This Bronze age dagger found by the River Nore was sold at auction by Sheppard's
A late Bronze Age dagger, which was found beside the River Nore, has been sold at auction.
The dagger was found in 1903 south-west county Laois beside the Annagh bridge over the river Nore, and was located near the road leading from Coolrain to the Pike-of-Rushall.
Auctioneer Philip Sheppard said: "A common ritualistic practice in the later Bronze Age was the deposition of hoards in sacred places including river fords which formed part of the sacred landscape."

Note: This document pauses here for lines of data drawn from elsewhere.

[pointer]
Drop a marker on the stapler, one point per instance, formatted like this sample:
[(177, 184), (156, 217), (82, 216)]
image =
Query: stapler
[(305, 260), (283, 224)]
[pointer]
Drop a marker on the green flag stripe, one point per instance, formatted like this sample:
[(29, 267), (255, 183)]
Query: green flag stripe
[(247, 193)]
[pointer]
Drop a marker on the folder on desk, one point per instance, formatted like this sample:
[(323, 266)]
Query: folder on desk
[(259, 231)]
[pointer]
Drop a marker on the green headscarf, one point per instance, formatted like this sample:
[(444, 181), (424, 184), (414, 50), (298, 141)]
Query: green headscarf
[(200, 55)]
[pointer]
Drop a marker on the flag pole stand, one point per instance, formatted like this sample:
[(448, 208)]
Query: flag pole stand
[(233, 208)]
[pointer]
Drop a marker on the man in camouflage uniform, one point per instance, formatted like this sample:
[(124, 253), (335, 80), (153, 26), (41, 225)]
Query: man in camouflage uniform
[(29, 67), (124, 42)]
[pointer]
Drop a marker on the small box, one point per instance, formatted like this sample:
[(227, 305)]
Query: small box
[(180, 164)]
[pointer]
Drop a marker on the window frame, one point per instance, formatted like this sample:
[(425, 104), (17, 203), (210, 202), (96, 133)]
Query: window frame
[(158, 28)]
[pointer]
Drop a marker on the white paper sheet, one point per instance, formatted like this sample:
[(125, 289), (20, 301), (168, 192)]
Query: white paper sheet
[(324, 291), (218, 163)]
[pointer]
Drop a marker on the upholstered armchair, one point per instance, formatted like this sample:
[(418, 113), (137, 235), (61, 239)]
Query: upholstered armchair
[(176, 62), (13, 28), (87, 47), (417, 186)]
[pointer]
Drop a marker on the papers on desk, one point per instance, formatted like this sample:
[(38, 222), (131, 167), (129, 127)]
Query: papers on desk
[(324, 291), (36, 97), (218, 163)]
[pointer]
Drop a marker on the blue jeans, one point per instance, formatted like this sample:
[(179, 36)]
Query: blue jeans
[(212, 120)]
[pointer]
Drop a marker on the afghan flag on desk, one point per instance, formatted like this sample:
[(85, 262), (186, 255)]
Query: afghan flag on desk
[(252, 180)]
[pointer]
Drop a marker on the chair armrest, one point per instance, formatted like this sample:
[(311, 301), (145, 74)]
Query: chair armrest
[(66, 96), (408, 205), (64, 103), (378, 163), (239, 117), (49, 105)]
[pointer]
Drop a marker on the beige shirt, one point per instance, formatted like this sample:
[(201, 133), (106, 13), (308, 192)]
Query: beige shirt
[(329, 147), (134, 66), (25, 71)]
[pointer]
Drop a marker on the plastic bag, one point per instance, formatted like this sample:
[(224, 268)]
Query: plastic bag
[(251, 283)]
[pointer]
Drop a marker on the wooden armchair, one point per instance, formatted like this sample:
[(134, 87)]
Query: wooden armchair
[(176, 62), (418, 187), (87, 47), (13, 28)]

At 20 cm. long, the ‘Jack Feehan dagger’ has a leaf-shaped blade with a mid-rib. The evolution of a mid-rib on metal daggers by the end of the Early Bronze Age, served to strengthen them for combat use. Many copper and copper-alloy dagger forms, are known from Europe in the late third to early second millennium BCE. As general purpose tools they would have had many uses including, but not restricted to, fighting.
The earliest daggers in Ireland had quite flat cross-sections and ranged from pieces with blades a few centimetres long to examples with blades over 20 cm, constituting serviceable weapons.
The Bronze Age denotes the first period in which metal was used with metalwork being one of the defining features of the Age, in Ireland, it lasted from about 2000 - 800 BCE.
Knowledge of how to make bronze, an alloy of tin and copper, came to Ireland from Europe. The copper was mined in Ireland, chiefly in county Kerry, while the tin was imported from Britain.
Irish metalsmiths created large numbers of weapons, perhaps because society became more violent. The commonest object forms produced were swords and spearheads, and daggers to a lesser degree making this new acquisition by the NMI from Sheppard’s auction house all the more significant.